There was an openssl update recently that caused people who were using alpine to not be able to send mail. When they tried to send, they got this message:

Trying to connect to mailserver to send in alpine, get this message in alpine

There was an SSL/TLS failure for the server

                                              mailserver.example.com

The reason for the failure was

                                           SSL negotiation failed

This is just an informational message. With the current setup, SSL/TLS will not work. If this error re-occurs
every time you run Alpine, your current setup is not compatible with the configuration of your mail server.
You may want to add the option

                                                   /notls

to the name of the mail server you are attempting to access. In other words, wherever you see the characters

                                              mailserver.example.com

in your configuration, replace those characters with

                                           mailserver.example.com/notls

Type RETURN to continue.

Turning off tls is not an option.

After reading the openssl update info, I found that one of the changes was that the software was requiring the minimum Diffie-Hellman key size be 768 bits. And that in the future, it would be 1024 bits. So if I could just figure out how to increase the key size, I thought I’d be all set.

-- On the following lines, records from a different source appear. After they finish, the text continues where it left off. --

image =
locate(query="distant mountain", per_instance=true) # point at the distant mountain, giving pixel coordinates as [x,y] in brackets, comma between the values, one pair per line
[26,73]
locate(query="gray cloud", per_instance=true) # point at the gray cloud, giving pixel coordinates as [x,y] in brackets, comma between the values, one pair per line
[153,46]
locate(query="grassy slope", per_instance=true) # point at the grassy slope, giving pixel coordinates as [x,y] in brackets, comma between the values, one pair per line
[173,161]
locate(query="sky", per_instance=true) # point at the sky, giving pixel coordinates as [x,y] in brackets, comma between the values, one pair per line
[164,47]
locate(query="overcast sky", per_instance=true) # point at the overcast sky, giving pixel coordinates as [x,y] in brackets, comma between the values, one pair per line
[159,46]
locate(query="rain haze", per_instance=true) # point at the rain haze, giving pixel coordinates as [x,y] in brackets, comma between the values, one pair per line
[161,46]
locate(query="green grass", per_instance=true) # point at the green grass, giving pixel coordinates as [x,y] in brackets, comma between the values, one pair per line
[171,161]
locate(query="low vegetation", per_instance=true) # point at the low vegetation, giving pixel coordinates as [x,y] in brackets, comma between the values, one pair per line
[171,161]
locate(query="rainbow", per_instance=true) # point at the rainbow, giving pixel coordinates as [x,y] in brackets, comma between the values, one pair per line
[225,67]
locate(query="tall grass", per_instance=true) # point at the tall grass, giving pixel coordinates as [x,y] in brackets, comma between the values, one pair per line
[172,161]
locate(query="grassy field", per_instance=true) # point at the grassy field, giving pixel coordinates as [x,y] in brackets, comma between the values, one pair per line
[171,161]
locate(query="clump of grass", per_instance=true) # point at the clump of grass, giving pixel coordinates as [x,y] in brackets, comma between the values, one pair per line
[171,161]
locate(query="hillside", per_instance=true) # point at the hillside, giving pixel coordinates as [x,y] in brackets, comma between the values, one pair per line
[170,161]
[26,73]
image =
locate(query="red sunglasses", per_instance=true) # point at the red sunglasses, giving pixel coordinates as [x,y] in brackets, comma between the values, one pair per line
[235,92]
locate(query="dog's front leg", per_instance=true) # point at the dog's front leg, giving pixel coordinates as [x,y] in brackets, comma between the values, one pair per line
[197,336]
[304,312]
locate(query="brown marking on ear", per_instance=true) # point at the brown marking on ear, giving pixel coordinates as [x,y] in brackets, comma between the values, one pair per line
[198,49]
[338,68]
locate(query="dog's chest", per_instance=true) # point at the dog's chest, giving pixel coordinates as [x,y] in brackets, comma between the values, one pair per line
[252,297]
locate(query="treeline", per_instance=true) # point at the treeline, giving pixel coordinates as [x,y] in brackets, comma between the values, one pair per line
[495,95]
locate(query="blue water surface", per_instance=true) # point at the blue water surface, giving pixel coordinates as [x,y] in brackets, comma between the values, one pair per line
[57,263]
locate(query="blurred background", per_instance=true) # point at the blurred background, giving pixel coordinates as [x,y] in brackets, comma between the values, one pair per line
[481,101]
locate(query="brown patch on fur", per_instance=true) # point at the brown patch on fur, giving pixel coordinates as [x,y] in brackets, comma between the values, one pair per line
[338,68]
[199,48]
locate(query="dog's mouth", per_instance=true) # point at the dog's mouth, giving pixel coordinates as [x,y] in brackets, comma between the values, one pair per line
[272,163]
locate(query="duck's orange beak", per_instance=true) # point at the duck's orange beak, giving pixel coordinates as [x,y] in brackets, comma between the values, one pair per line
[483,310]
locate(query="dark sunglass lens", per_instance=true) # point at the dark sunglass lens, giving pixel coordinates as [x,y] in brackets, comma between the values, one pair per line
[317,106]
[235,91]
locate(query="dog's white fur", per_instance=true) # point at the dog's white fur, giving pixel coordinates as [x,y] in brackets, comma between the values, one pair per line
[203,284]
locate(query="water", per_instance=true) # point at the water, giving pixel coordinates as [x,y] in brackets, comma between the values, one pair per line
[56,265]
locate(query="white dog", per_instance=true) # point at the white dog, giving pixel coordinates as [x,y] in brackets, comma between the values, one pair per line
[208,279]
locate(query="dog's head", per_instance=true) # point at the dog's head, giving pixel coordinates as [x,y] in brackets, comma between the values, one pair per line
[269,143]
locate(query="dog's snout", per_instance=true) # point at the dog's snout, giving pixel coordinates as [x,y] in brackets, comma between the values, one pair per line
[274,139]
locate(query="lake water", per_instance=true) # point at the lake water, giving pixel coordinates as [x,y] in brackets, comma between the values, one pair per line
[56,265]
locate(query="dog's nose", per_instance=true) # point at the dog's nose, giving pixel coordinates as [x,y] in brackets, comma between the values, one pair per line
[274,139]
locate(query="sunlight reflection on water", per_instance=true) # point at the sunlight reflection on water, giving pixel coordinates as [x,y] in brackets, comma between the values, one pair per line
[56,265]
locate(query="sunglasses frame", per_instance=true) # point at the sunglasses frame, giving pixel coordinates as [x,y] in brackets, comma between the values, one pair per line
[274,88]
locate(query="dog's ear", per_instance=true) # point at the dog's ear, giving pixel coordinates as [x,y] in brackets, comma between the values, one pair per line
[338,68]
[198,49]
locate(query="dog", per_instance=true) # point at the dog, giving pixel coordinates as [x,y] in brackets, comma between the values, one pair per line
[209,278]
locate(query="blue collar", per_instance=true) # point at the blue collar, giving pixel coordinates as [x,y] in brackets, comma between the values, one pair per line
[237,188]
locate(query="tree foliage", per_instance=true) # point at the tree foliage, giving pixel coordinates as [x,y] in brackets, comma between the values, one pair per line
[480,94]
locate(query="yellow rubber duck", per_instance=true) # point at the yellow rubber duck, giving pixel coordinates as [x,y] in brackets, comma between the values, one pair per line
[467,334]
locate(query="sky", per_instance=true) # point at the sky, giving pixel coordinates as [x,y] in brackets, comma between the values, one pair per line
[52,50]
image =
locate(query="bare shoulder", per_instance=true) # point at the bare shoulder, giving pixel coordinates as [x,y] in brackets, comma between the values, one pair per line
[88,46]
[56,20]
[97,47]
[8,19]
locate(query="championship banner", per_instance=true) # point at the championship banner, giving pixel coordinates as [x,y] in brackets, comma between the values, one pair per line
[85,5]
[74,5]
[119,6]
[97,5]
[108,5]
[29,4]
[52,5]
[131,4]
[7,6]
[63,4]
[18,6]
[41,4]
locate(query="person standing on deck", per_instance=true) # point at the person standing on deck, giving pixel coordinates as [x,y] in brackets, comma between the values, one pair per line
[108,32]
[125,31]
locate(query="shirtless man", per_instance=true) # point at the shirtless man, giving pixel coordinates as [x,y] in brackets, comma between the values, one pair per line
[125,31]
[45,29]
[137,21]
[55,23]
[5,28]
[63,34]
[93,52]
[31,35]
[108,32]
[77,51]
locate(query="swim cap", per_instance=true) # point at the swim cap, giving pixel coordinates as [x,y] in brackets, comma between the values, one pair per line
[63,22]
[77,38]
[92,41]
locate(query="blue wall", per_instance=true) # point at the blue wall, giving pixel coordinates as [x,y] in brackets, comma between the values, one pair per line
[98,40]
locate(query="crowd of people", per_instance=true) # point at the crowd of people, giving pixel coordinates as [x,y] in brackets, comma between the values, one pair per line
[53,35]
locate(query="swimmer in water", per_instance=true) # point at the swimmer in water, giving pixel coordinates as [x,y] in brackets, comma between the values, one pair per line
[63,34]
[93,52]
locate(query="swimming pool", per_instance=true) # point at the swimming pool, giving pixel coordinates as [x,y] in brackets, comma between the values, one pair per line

One issue I have is that our current mailserver is running the older RHEL5 system. It’s up-to-date with patches, so I’m not worried about the security of the system. But I wasn’t sure that the version of openssl would even work with systems having the newer version of openssl.

I played around with an RHEL7 system, thinking that this version should have everything set by default. However, this was not the case. I got the same error when trying to send mail through a server running RHEL7. In looking at the logs, I saw these lines:

Jun 16 10:51:04 new sendmail[3301]: STARTTLS=client, error: connect failed=-1, reason=dh key too small, SSL_error=1, errno=0, retry=-1
Jun 16 10:51:04 new sendmail[3301]: ruleset=tls_server, arg1=SOFTWARE, relay=mailserver.example.com, reject=403 4.7.0 TLS handshake failed.
Jun 16 10:51:04 new sendmail[3301]: t5GFoxp8003299: to=<[email protected]>, delay=00:00:05, xdelay=00:00:05, mailer=esmtp, pri=120325, relay=example.com. [192.168.1.101], dsn=4.0.0, stat=Deferred: 403 4.7.0 TLS handshake failed.

The “reason=dh key too small” confirmed that I needed to increase the key size. Having no idea how to do this, I googled around a bit and found the fix.

[~]# cd /etc/pki/tls/certs
[certs]# openssl dhparam -out dh_params.pem 2048
(This command takes a few minutes to run.)

Now I just need to tell sendmail to use those Diffie-Hellman options. I added the following to my /etc/mail/sendmail.mc file.

dnl # Use DH parameters with 2048 bit key
define(`confDH_PARAMETERS',`/etc/pki/tls/certs/dh_params.pem')

Then ran:

[mail]# make -C /etc/mail
make: Entering directory `/etc/mail'
make: Leaving directory `/etc/mail'
[mail]# /etc/rc.d/init.d/sendmail restart
Shutting down sm-client:                                   [  OK  ]
Shutting down sendmail:                                    [  OK  ]
Starting sendmail:                                         [  OK  ]
Starting sm-client:                                        [  OK  ]

Now, using alpine to remotely read mail worked again. And I could stay up-to-date with openssl.